As can be seen from fig. 4, the MDA content in the model group was significantly increased compared to the blank group (P <0.01), and the low, medium and high dose groups of bifendate and oyster peptide both significantly decreased the MDA content in the liver tissue of the mice compared to the model group (P < 0.01).

5.3 Effect of oyster peptides on inflammatory factors in liver tissue of model mice.

As can be seen from fig. 5, the content of IL-1 β in the model group was increased (P <0.01) compared to the blank group, and the low, medium and high dosage groups of oyster peptide could significantly decrease IL-1 β (P <0.01) compared to the model group; in addition, the content of IL-6 in the bifendate group and the oyster peptide high-dose group is remarkably reduced compared with that in the model group (P < 0.05).
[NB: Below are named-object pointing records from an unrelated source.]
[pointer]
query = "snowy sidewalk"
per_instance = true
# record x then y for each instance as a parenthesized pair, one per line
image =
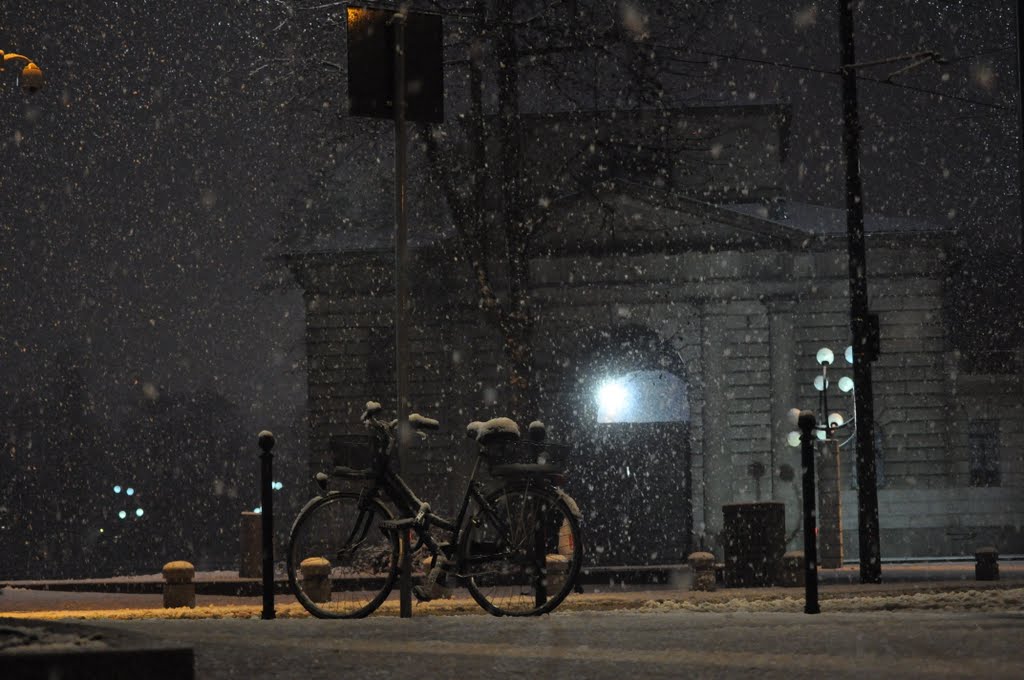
(930, 589)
As can be seen from FIG. 6, the TNF-. alpha.content was increased in the model group compared to the blank group, and the TNF-. alpha.content was significantly decreased in the bifendate group and the oyster peptide low, medium and high dose groups compared to the model group (P < 0.01).

5.4 Effect of oyster peptides on AST and ALT in serum of model mice.

As can be seen from fig. 7, the AST and ALT contents were increased in the model group compared to the blank group (P <0.01), and the AST and ALT contents were significantly decreased in the low, medium and high dose groups of bifendate and oyster peptide (P <0.01) compared to the model group.

The embodiment proves that the oyster peptide has a protective effect on mice with alcoholic liver injury, can reduce the ALT and AST content in the serum of the mice, improve the contents of peroxidase SOD and GSH, reduce the MDA content, relieve the oxidative stress of organisms and reduce the levels of inflammatory factors IL-1 beta, IL-6 and TNF-alpha in the liver tissues of the mice.

The above description is only for the preferred embodiment of the present invention, but the scope of the present invention is not limited thereto, and any person skilled in the art should be able to cover the technical solutions and the inventive concepts of the present invention within the technical scope of the present invention.